Прожил Иван Знамов на свете двадцать шесть лет. В апреле две тысячи первого отметил в Грозном очередной день рождения. С утра до вечера провел Иван с винтовкой в обнимку. На маршруте на Первомайской улице возле польского Красного Креста нашли тело боевика: ночью закладывал фугас да неудачно – разнесло подрывника на куски. Были еще два вызова, но так – мелочь, – пару болванок сняли с чердаков. Эхо войны. Совсем уже ко сну выпили за именинника, поговорили, но вяло как-то – утром вставать рано. Работа у саперов – ходить каждый день по маршруту, искать фугасы и мины.
Судьбу свою Иван не выбирал, как, впрочем, и все остальные.
Это, если рассуждать по-философски, а по-другому и не получалось рассуждать. По-другому получалась дурь одна, неразбериха – шум да переполох. Буча, одним словом, получалась. Большая буча.
За скандальный характер и получил Иван свое прозвище – Буча.
Случилось это еще в первую войну, в девяносто пятом, когда восемнадцатилетняя русская пехота заливала своей кровью улицы Грозного. Когда штурмовали Грозный, повезло Ивану – не убило его и не ранило даже. Щеку поцарапало – и всего делов-то.
Сам убивать научился быстро, дело оказалось нехитрое.
Подхватило его и понесло: побило головой, шкуру об землю содрало, в грязи вываляло, а не сломало. Только сердце Бучино от такого полета затвердело – в лед превратилось.
Дело было где-то в феврале девяносто пятого, может, ближе к марту.
Старлей Данилин бы невысок ростом, голос имел не так чтобы сильно громкий: командовал он саперным взводом десантного батальона, у начальства числился на хорошем счету. Солдаты его уважали – грамотный был старлей.

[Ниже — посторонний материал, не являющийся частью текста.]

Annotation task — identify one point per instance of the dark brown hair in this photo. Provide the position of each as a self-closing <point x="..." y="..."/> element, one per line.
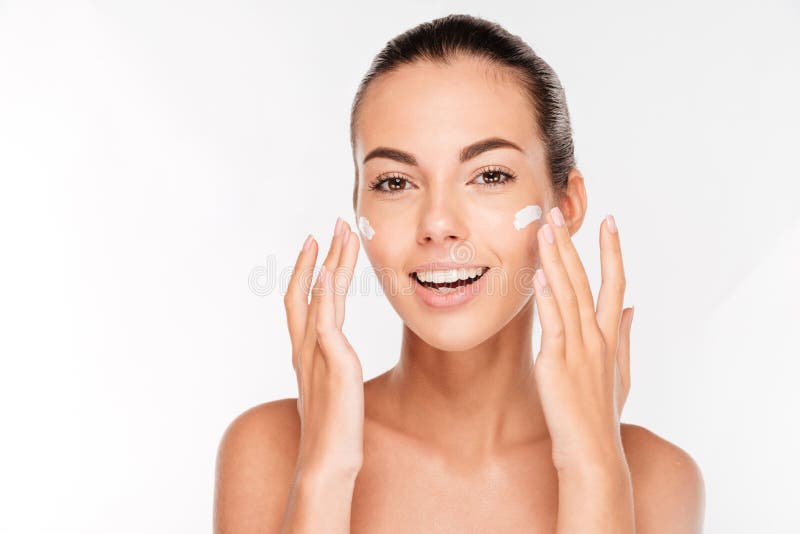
<point x="443" y="39"/>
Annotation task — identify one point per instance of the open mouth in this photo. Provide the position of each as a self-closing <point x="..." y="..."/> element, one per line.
<point x="448" y="280"/>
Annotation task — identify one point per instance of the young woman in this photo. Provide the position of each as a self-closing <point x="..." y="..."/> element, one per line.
<point x="465" y="187"/>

Как-то раз забуянил во взводе здоровяк Петька Калюжный. Петьке на дембель идти, меняться с передовой скоро: ему на «сохранении» положено быть – сидеть в окопе и дырку ковырять под орден. Петька и подпил с тоски, да скуки.
Залет конкретный.
Петька попался старлею на глаза; тот его хвать за отворот бушлата – принюхался. Петька герой! Он на гору с разведкой ходил, они сорок «духов» в пух и прах! Петька и попер на старлея. Тут Данилин его и уделал, а как – никто и не заметил, будто так и было. Лежал Петька мордой в окопной луже и хлюпал разбитым носом.

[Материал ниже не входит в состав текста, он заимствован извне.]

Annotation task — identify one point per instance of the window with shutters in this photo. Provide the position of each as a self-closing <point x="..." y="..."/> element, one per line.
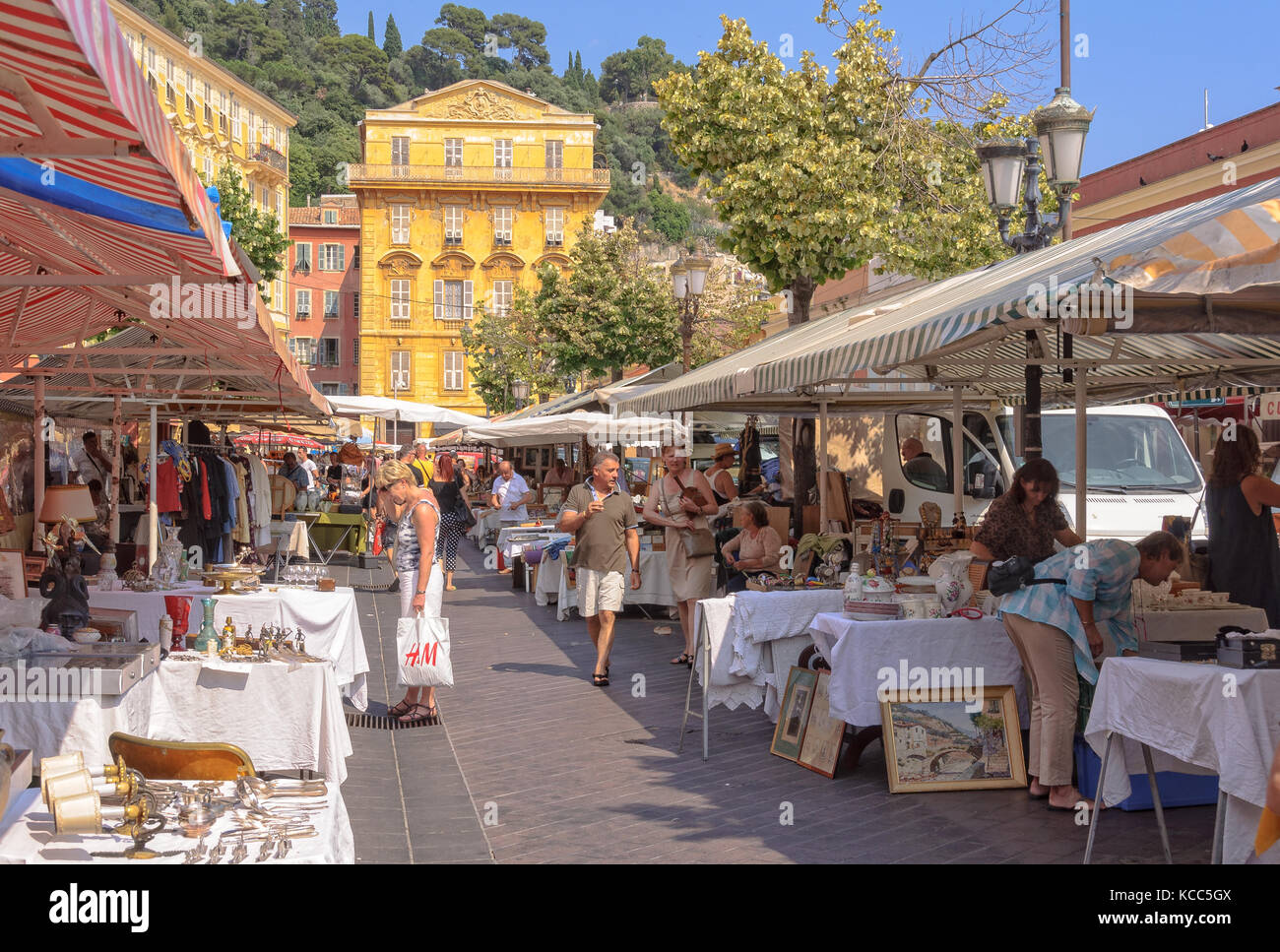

– Знамов, – Данилин ткнул согнутым пальцем Бучу в центр груди, – бронежилет надеть. Оборзели. Этого убрать с глаз. Он у меня теперь сортиры рыть будет до самой дембельской «вертушки».
Солдаты, кто был поблизости в окопе, притихли. Задние прячутся за передних, а этим деваться некуда – сопят, каски натягивают на лоб.
Свистят пули.
Река впереди, за рекой город Аргун. Лесочек градусов на семьдесят. Пригород. Домики одноэтажные. На отшибе заводик недостроенный – промзона. Оттуда, с нейтральной полосы снайпер и бил.

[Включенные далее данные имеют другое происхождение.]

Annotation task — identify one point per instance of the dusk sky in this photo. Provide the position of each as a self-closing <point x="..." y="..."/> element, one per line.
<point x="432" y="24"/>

На войне Иван научился копать. Война – это земляные работы «в полный рост».
Копали и сержанты, и лейтенанты.
На передке рота залегла и плотненько так долбит через речку – кроет, боеприпасов не жалеет. Другая рота долбит континент. Первым делом ячейки. От ячеек – ходы сообщения. Головную роту сменят – раненых, убитых заберут – вторая выдвигается на передний край. Те, что отстрелялись, копать.
Спали часа по четыре.
Холодало по вечерам. Костер не разведешь. В окопчике воды по щиколотку. Данилин учил Ивана:
– Ты, Знамов, приклад выверни вбок, наковыряй уступчик, в уступчик и упри. Так на автомате спать можно. Кирзачи, говоришь, жмут? Портянки перемотай. Кирзачи, Знамов, вещь. Без них потонешь. Ботинки тебе на дембель выдадут. Сам добудешь. Ты парень, смотрю, крученый. Домой пишешь?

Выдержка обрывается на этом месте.